There are good critiques to be made of Adams anti-goal stance. But, there’s no denying that focusing on certain daily “systems” can be a powerful way of achieving excellence in work and life.

One “system” that has been promoted by many serious business and lifestyle gurus, is the pursuit of becoming “1% better” in a given area, each day.

Here are a few reasons why committing to becoming 1% better every day may turn everything around for you.

Because it’s a realistic scale of achievement and progress

To use the analogy of fitness, once more – setting yourself a goal like “I’m going to run an ultramarathon,” when you currently can’t even jog 1 mile without wheezing – or setting yourself a goal like “I’m going to bench press 300 pounds,” when you currently can’t even do a single push-up – may well not be the most productive way forward.

Among other things, setting yourself these kinds of major, ambitious goals right out the gate, puts you in a position where the scale of achievement and progress you’re aiming for is extremely difficult to conceptualise, or believe in.

It’s not that you can’t achieve those feats – it’s just that, until you get closer, you may struggle immensely to “believe in” them, or to feel satisfied by the progress you’re making along the path.

Striving to become “1% better each day,” on the other hand, represents a realistic scale of achievement and progress that just about everyone can believe in, regardless of where they’re starting off from.

Of course, “1%” isn’t a perfectly mathematical calculation, here. It’s just a euphemism for making really small, but consistent, improvements every day. Perhaps you went for a 10-minute jog yesterday, and felt exhausted. So, today, try to go for an 11-minute jog. this will be achievable for you, and you will feel good about achieving it, too. Then, tomorrow, you can go for a 12-minute jog. And so on.

After a year, you’re likely to be in such a dramatically superior position in life, that it’s hard to believe how far you’ve come.

Because momentum is a large part of what success in business is all about

Success in business, specifically, has plenty to do with things like innovation, and hard work, but there’s a good argument to be made that the most important skill for any aspiring entrepreneur, is simple grit, determination, and consistency.

Of course, this applies to just about everything else in life, too. It’s rarely the people who come out with a single dramatic “flash in the pan” burst of hard work who really innovate and transform things, and secure themselves a place in the annals of history.

Far more often, it’s the people who turn up to work every day, whether or not they feel like it, and who keep iterating and optimising, and moving forward, until things come together.

Focusing on becoming 1% better every day is a great way of building that sort of momentum, and of developing the kind of “staying power” that can really move mountains over time.

Striving to become 1% better every day is also a great antidote to the all-too-common tendency of many aspiring entrepreneurs, to want to spend an inordinate amount of time at the “drawing board,” as opposed to actually making things happen.
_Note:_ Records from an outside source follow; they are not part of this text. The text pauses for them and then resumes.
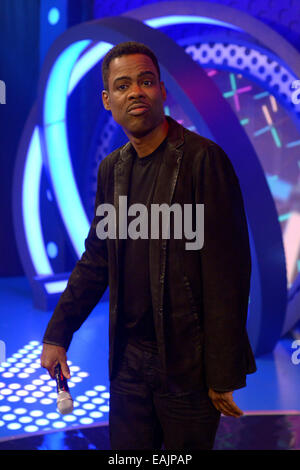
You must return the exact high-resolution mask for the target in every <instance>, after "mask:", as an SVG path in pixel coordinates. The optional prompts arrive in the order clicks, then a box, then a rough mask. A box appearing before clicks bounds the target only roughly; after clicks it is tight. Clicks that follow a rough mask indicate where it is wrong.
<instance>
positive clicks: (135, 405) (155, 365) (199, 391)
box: [109, 344, 221, 450]
mask: <svg viewBox="0 0 300 470" xmlns="http://www.w3.org/2000/svg"><path fill="white" fill-rule="evenodd" d="M162 390H163V388H162V372H161V368H160V363H159V357H158V355H157V354H155V353H151V352H146V351H143V350H141V349H139V348H137V347H135V346H133V345H132V344H127V345H126V348H125V350H124V354H123V356H122V359H121V361H120V367H119V370H118V373H117V375H116V376H115V377H114V378H113V379H112V380H111V383H110V411H109V433H110V444H111V449H112V450H124V449H166V450H190V449H197V450H200V449H206V450H209V449H212V448H213V445H214V440H215V435H216V432H217V428H218V425H219V421H220V415H221V413H220V412H219V411H218V410H217V409H216V408H215V407H214V406H213V404H212V402H211V400H210V399H209V397H208V394H207V392H208V391H207V389H203V390H200V391H193V392H185V393H165V392H164V393H163V392H162Z"/></svg>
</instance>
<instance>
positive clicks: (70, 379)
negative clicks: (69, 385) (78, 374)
mask: <svg viewBox="0 0 300 470" xmlns="http://www.w3.org/2000/svg"><path fill="white" fill-rule="evenodd" d="M70 380H71V382H75V383H79V382H81V381H82V378H81V377H71V379H70Z"/></svg>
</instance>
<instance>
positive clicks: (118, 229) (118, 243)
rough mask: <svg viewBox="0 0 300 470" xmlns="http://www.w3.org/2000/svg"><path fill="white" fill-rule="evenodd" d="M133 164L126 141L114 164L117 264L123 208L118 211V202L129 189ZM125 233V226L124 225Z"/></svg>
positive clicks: (124, 214) (118, 207)
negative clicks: (124, 227)
mask: <svg viewBox="0 0 300 470" xmlns="http://www.w3.org/2000/svg"><path fill="white" fill-rule="evenodd" d="M132 164H133V153H132V147H131V143H130V142H127V144H125V146H124V147H123V148H122V149H121V151H120V158H119V160H118V162H117V163H116V164H115V167H114V207H115V213H116V239H115V247H116V260H117V264H118V266H119V259H120V254H121V253H120V250H121V249H122V244H120V240H119V229H120V221H121V224H122V225H124V222H123V221H124V217H125V214H124V210H121V212H120V206H119V202H120V199H119V197H120V196H127V197H128V191H129V182H130V174H131V169H132ZM126 233H127V227H126Z"/></svg>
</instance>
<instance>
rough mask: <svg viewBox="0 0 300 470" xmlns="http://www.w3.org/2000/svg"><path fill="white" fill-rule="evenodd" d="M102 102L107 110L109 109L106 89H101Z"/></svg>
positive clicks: (109, 106) (108, 98)
mask: <svg viewBox="0 0 300 470" xmlns="http://www.w3.org/2000/svg"><path fill="white" fill-rule="evenodd" d="M102 102H103V106H104V108H105V109H106V110H107V111H110V104H109V95H108V92H107V91H106V90H102Z"/></svg>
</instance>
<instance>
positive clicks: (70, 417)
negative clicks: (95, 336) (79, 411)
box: [63, 415, 77, 423]
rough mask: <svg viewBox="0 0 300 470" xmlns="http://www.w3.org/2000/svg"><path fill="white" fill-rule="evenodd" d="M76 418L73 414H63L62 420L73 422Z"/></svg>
mask: <svg viewBox="0 0 300 470" xmlns="http://www.w3.org/2000/svg"><path fill="white" fill-rule="evenodd" d="M76 419H77V418H76V416H73V415H65V416H64V417H63V420H64V421H67V422H68V423H71V422H73V421H76Z"/></svg>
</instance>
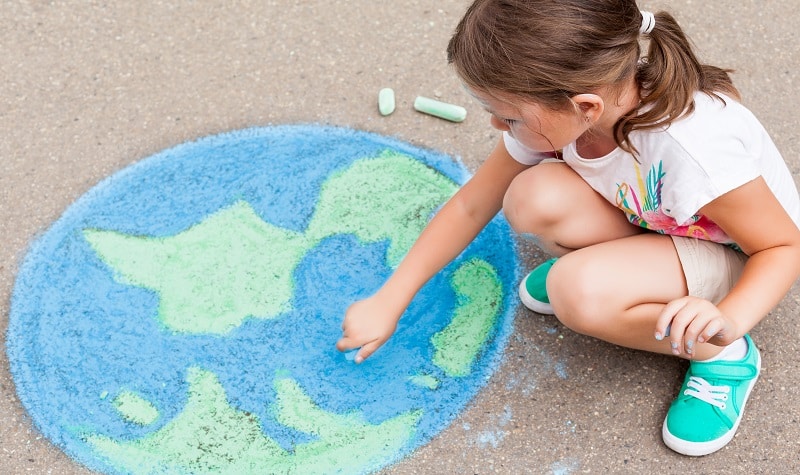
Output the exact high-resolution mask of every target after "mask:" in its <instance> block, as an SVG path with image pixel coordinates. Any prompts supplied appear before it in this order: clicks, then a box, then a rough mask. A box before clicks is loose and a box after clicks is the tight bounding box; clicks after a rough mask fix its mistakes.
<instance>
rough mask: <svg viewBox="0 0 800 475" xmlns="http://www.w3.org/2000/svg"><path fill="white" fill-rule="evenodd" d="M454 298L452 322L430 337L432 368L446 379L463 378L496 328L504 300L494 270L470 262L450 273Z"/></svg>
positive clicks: (467, 261) (501, 282) (480, 261)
When you know that it’s about the journey along the road of incremental improvement, rather than the “single miraculous action,” you give yourself permission to actually get started, and work out the kinks along the way.

Because it will prevent you from backsliding

Setbacks inevitably happen, and you’re not always going to be in a better position, business-wise, today than you were yesterday.

All the same, one of the great things of striving to become 1% better every day, is that it puts you in a great frame of mind to avoid backsliding, and to fight against the ever-present threat of entropy.

Even if a crisis situation occurs in your business, and puts you on the back foot, striving to become 1% better will keep you pointed upwards, and will remove your excuses for compromising, or taking the easy way out.

Ultimately, guarding yourself against the tendency to backslide is just as important as anything else, when it comes to consistency and the pursuit of excellence.